Öncelikle ağır ağır, ince ince, yavaş yavaş şunu sormak istiyorum:
Türk tiyatrosunda niçin bu kadar çok LİNÇÇİ kişi ve kuruluş var?
Bu sorunun onlarca, yüzlerce ve hattâ belki de binlerce yanıtı var!
Ancak, benim için bu sorunun birinci, birincil, biricik yanıtı şu:
Türkiye'deki tiyatro etkinliği içerisinde bulunan kişi, kuruluş ve kurumlar, o denli düzeysiz bir ruh fakirliği içerisinde ki, ruhları zengin kişiler karşısında LİNÇ KAMPANYASI düzenlemekten başka herhangi bir yaptırımları kesinlikle söz konusu olamıyor!...

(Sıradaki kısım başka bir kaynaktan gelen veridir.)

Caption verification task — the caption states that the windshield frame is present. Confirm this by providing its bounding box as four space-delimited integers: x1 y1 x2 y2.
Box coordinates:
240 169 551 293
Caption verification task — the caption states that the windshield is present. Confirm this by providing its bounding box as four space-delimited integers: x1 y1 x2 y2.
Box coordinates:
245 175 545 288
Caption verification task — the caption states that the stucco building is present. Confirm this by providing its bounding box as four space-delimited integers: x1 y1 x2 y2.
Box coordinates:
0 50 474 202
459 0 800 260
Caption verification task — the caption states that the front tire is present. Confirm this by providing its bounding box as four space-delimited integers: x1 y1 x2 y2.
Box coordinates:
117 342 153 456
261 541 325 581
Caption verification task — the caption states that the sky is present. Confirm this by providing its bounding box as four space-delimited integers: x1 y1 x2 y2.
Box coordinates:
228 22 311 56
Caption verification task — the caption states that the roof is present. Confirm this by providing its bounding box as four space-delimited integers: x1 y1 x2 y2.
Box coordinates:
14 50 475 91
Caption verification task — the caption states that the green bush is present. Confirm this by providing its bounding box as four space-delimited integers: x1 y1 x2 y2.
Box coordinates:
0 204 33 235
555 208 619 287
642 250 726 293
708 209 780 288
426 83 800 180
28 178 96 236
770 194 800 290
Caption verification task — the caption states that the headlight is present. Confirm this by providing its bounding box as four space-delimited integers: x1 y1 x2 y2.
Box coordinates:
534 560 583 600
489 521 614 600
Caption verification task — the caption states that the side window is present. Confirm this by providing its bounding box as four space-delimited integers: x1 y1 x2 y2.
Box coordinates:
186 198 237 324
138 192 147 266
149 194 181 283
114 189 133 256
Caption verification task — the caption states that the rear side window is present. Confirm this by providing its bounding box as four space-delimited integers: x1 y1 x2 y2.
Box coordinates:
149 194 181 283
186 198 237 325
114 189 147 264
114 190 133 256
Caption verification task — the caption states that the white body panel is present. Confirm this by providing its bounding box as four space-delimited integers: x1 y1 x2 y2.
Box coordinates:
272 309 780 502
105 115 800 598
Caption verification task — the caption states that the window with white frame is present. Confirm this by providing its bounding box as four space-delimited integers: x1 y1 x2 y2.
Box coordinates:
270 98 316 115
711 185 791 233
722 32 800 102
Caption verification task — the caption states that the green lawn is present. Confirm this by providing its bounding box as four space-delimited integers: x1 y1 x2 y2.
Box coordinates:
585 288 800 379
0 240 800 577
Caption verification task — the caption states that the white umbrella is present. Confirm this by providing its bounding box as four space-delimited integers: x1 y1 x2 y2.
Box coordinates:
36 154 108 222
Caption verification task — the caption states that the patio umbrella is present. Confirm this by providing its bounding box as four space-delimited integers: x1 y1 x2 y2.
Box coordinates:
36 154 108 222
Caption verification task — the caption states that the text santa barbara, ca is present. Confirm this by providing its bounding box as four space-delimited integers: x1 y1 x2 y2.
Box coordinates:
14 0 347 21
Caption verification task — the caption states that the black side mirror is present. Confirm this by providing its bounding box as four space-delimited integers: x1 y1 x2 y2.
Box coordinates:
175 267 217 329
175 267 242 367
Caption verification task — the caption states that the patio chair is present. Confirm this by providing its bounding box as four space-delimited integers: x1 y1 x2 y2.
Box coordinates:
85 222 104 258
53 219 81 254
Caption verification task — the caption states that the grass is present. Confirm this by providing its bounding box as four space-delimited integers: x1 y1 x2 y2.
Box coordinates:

Peki, Türkiye tiyatro esnafı, neden ruh fakirliği içerisinde yaşıyor?
Tabii ki, bu sorunun da binlerce yanıtı olabilir. Kirli ve lekeli yüzünü pudrayla beyaz hâle getiren Türk tiyatro esnafı o kadar büyük bir cehalet bataklığında debeleniyor ki, cehaletini ancak bir LİNÇ KAMPANYASI düzenleyerek perdelemeye yelteniyor!...

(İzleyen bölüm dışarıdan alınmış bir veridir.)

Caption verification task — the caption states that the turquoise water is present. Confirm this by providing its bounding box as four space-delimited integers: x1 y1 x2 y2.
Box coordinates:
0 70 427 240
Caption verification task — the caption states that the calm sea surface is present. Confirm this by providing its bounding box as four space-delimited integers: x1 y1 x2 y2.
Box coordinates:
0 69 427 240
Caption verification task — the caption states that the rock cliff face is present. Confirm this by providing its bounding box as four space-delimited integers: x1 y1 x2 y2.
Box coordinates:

Çünkü şu o kadar net bir durum ki, hiçbir kimse bizim gibi dilini sevmiyor, hiçbir kimse bizim gibi yazım kurallarına dikkat etmiyor ve hiçbir kimse bizim gibi estetik ve etik değerleri önemsemiyor!...

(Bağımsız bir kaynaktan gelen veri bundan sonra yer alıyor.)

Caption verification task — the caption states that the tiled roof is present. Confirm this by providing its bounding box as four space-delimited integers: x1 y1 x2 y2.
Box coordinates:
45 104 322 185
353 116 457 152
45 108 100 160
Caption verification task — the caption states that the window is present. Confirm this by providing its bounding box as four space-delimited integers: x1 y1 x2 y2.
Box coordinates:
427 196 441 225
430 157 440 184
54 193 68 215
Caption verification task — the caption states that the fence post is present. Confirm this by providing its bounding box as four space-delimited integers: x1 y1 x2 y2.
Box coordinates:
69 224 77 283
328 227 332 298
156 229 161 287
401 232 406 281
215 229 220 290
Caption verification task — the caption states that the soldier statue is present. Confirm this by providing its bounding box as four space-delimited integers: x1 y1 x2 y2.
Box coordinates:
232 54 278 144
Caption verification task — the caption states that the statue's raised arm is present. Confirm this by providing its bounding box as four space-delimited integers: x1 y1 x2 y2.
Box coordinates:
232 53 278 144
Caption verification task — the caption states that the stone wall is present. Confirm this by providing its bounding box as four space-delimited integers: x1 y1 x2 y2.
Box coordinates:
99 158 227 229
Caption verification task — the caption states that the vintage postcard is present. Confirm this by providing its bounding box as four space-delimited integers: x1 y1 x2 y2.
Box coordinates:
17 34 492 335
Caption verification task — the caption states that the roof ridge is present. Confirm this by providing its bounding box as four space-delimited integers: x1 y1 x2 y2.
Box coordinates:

Peki, biz, bu bilincimizi nereden alıyoruz? Dünya görüşümüzden alıyoruz. Bizim dünya görüşümüz ne? Bizim dünya görüşümüz bilimsel sosyalizm! Bilimsel sosyalizmden esinlenmeyen ve/ya gerçeklik algısından yoksun kişi, kuruluş ve kurumlar, bırakınız herhangi bir tiyatro etkinliğinde bulunmayı bir yana, tuvalet kağıdı üzerine bile olsa iki kelâm çiziktirebilir mi? Hayır, asla, kesinlikle çiziktiremez! Örnekse, LİNÇ KAMPANYASI imzacısı Yaşam Kaya, SANSÜRCÜ BİRGün Gazetesi'ndeki köşesinde öyle bir saçmalamış ki, bu kişiye eleştiri ehliyeti vermeye hiç niyetim yok!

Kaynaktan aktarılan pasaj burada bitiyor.